So the Linn County Board of Supervisors, all but one, proved me wrong. They didn’t understand what’s at stake.
But I was hardly surprised as I watched the County Compensation Board vote to freeze supervisor pay at $87,622. That’s what four out of five supervisors wanted. And it proved once again that in Iowa, when elected officials say “jump,” most county compensation board members ask only “how high?”
Oh, some tried. Board member David O’Brien tried to force the supervisors to live up to last year’s broken pre-election promise to cut their salary to $70,000. New Supervisor Ben Rogers argued in favor of the cut, insisting that to do otherwise would be breaking faith with hoodwinked voters. But O’Brien was the only one who voted for his motion.
Business owner Mary Quass argued for a reasonable 10 percent cut.
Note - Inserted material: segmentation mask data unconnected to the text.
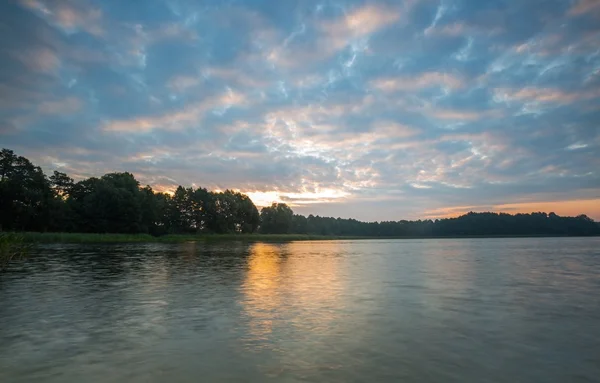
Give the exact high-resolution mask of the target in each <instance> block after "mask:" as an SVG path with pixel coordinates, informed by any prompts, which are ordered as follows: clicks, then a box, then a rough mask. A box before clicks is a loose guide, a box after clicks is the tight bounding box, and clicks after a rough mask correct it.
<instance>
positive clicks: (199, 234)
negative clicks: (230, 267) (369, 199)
mask: <svg viewBox="0 0 600 383" xmlns="http://www.w3.org/2000/svg"><path fill="white" fill-rule="evenodd" d="M20 235H21V236H22V238H23V241H24V242H28V243H151V242H155V243H178V242H189V241H251V242H254V241H257V242H258V241H260V242H287V241H309V240H335V239H368V238H370V237H347V236H344V237H342V236H329V235H309V234H169V235H163V236H160V237H154V236H152V235H149V234H99V233H38V232H26V233H20ZM371 239H372V238H371Z"/></svg>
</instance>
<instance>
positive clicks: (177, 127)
mask: <svg viewBox="0 0 600 383" xmlns="http://www.w3.org/2000/svg"><path fill="white" fill-rule="evenodd" d="M247 102H248V100H247V98H246V96H244V95H243V94H240V93H237V92H234V91H232V90H229V91H227V92H225V93H223V94H221V95H220V96H218V97H214V98H207V99H204V100H202V101H200V102H198V103H195V104H191V105H189V106H187V107H185V108H183V109H181V110H177V111H174V112H171V113H166V114H161V115H158V116H146V117H140V118H135V119H132V120H121V121H119V120H117V121H110V122H108V123H106V124H105V125H104V127H103V130H104V131H106V132H121V133H145V132H149V131H153V130H182V129H186V128H190V127H193V126H197V124H199V123H200V122H201V120H202V118H203V117H204V116H205V114H206V113H208V112H209V111H213V112H214V113H218V114H219V113H224V112H225V111H226V110H227V109H229V108H232V107H239V106H244V105H246V104H247Z"/></svg>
But she was also outvoted.
So the freeze prevailed, as expected. But there was still some drama.
It’s too bad Oscar nominations are already settled, because the academy should have seen Supervisor Linda Langston’s heartfelt but tardy mea culpa. She stood up to take responsibility for last year’s cynical salary bait and switch. “I will personally take the hit,” Langston told the board. How courageous, was the reply.
I like her, I really like her, but the apologetic performance would have been more believable in, say, October. I give it two thumbs down.
We heard a lot about how the supervisors deserve their paycheck. There were reams of figures and comparisons to other counties and talk of how you can’t shortchange the captains of a $100 million enterprise.
And a freeze truly represents sacrifice in tough times. That must sound pretty funny to people without jobs or homes.
But some calculations were missing. How about this: supervisors made $61,872 in Fiscal 2000, according to the Iowa State Association of Counties. So between 2000 and 2009, supervisor pay rose about 41 percent.
Between 2000 and 2007, the latest number available, median household income in Linn County grew from $48,597 to $53,076, or just more than 9 percent. Supervisor pay grew 4 times faster.
Walking away from the poker table with the jackpot is a pretty sweet brand of sacrifice. Deal me in.
Also missing was the value of public good will. Every elected official carries an invisible bag of good will, or what President Bush famously called “political capital.”
Expanding the bag is important. That’s because, someday, you’ll have to spend some of that capital doing something tough that people don’t like. The majority of our supervisors just sold a big chunk of good will for $17,000bucks.
That’s hardly the kind of shrewd deal making you’d expect from the captains of a $100 million enterprise.
And, boy, do the supervisors need political capital.
They’re asking voters next month for a sales tax increase. If a new county office building is needed, they’ll probably have to ask voters someday to issue bonds. But how damaged, now, is the county’s brand? They may get left holding their empty bags.
Sure, the supervisors got $87,622. Now they have to start paying for it.